Il y a effectivement au FN – et c’est vrai pour l’extrême droite un peu partout en Europe – la volonté de réintroduire l’Etat dans sa dimension de protection sociale des plus faibles. C’est un mélange de darwinisme social, pour ceux qui ont les moyens de la compétition, et de protection sociale pour les Français restés sur le bas-côté. Mais, selon moi, l’un produit l’autre.


Marine Le Pen se positionne clairement du côté des petits et contre le système…



Au FN, la vision du peuple est encore relativement organiciste, mais plus à 100% puisqu’ils admettent désormais que des individus d’origine étrangère soient naturalisés français. Pour eux, le peuple est naturellement de bon sens et pur, tandis que les élites sont tout aussi naturellement dévoyées, corrompues.


Ce que vous décrivez, est-ce du populisme ?

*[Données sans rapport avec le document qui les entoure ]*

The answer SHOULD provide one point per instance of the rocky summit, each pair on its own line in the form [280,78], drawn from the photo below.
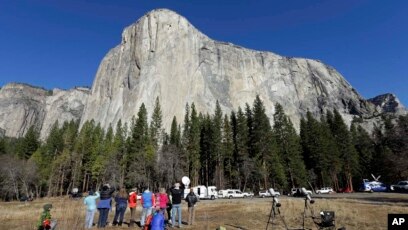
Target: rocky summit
[162,55]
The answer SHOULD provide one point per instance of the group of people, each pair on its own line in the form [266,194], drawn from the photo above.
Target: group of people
[154,206]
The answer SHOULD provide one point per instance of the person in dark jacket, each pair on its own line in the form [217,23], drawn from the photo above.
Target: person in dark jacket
[191,199]
[121,206]
[158,221]
[176,196]
[104,205]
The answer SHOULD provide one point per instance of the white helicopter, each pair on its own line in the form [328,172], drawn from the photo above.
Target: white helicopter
[373,186]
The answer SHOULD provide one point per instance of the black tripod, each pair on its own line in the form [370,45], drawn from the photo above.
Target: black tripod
[308,202]
[274,213]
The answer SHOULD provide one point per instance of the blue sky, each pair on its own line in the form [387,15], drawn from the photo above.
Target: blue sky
[61,43]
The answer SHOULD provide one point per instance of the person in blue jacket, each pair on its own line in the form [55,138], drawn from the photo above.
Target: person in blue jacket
[158,221]
[90,202]
[121,206]
[104,205]
[148,201]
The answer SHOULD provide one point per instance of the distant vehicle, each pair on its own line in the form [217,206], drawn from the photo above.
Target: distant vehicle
[344,190]
[297,192]
[248,194]
[233,193]
[267,193]
[401,186]
[373,186]
[325,190]
[205,193]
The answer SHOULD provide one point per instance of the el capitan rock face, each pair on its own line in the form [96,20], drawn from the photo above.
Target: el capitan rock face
[162,55]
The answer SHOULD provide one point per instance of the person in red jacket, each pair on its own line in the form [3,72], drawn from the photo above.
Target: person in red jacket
[163,200]
[132,205]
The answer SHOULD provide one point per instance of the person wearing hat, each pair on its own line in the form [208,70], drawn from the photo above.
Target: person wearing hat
[45,220]
[132,205]
[90,202]
[148,201]
[104,205]
[191,200]
[176,196]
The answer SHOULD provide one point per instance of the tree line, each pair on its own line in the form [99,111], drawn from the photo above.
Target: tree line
[238,150]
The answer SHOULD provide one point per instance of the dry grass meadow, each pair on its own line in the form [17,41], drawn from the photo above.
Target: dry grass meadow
[232,214]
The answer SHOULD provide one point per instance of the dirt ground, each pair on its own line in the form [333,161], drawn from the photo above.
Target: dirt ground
[354,211]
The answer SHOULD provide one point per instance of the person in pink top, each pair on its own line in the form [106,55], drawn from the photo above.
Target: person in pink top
[164,199]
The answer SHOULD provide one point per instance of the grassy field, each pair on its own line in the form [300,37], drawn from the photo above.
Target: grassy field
[232,214]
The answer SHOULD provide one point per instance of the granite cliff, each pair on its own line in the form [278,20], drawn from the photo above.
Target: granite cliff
[23,106]
[162,55]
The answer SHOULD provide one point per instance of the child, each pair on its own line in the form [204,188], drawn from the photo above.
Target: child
[158,221]
[90,202]
[163,200]
[45,222]
[121,200]
[132,205]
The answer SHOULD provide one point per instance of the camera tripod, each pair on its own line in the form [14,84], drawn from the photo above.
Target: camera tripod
[275,212]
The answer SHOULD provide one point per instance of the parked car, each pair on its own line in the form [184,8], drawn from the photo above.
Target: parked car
[401,186]
[267,193]
[248,194]
[325,190]
[233,193]
[297,192]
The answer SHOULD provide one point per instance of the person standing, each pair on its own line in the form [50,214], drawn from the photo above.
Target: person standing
[148,202]
[121,206]
[158,221]
[132,205]
[191,199]
[163,200]
[90,202]
[169,206]
[176,196]
[104,205]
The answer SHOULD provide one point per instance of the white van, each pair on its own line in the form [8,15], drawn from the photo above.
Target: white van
[202,192]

Dans le sens de Pierre Birnbaum : le peuple contre les gros. Sur le plan politique et institutionnel, cela s’inscrit dans une tradition plébiscitaire et se traduit par la préférence pour la démocratie directe sur la démocratie représentative. Dans la logique du FN, le peuple exerce sa souveraineté par le recours massif à des référendums d’initiative populaire et par quelque chose qui est tout le temps en filigrane : le mandat impératif. Mais je ne vois pas comment tout cela peut fonctionner, sauf à voter tous les jours sur tous les sujets, ce que même les Suisses ne font pas.


Une forme de républicanisme trouve désormais une place dans le discours FN…



Le FN est une formation jacobine, qui s’oppose à toute forme d’identitarisme régional. Le FN, c’est la France, rien que la France, avec trois niveaux d’identité pour les individus : locale, nationale et civilisationnelle. Et l’identité civilisationnelle est exclusivement française. Pour eux, le champ politique est structuré entre «nous et les autres». Nous comme contre-société, nous comme famille, nous comme incarnation du peuple vrai. Et de l’autre côté, il y a les ennemis de la France : les mondialistes, qu’ils soient juifs ou pas, financiers ou technocrates. Ce sont ceux qui ne pensent plus à l’échelle du peuple et de la nation. Le mondialisme, c’est l’UE, l’Otan, la Banque mondiale, le FMI. Pour le FN, l’Europe des identités est un monstre, qui ose affirmer qu’il y a un échelon supérieur à la civilisation française.


Marine Le Pen construit une partie de son discours autour de notions comme la laïcité, le féminisme… Un simple habillage ?



Non, c’est structurant. Il y a en Europe une offensive générale des nationaux-populismes qui consiste à se réapproprier des valeurs de gauche. Mais, quand le FN se saisit de ces valeurs, c’est systématiquement pour les ramener à l’islam. Les droits des femmes, c’est dans la mesure où, selon le FN, l’islam constitue pour elles une forme active d’oppression. Quand les droits des homosexuels intéressent l’extrême droite, c’est uniquement parce qu’en Islam l’homosexualité est interdite. Et les droits des juifs, c’est parce qu’il y a une nouvelle forme d’antisémitisme qui n’est pas d’extrême droite.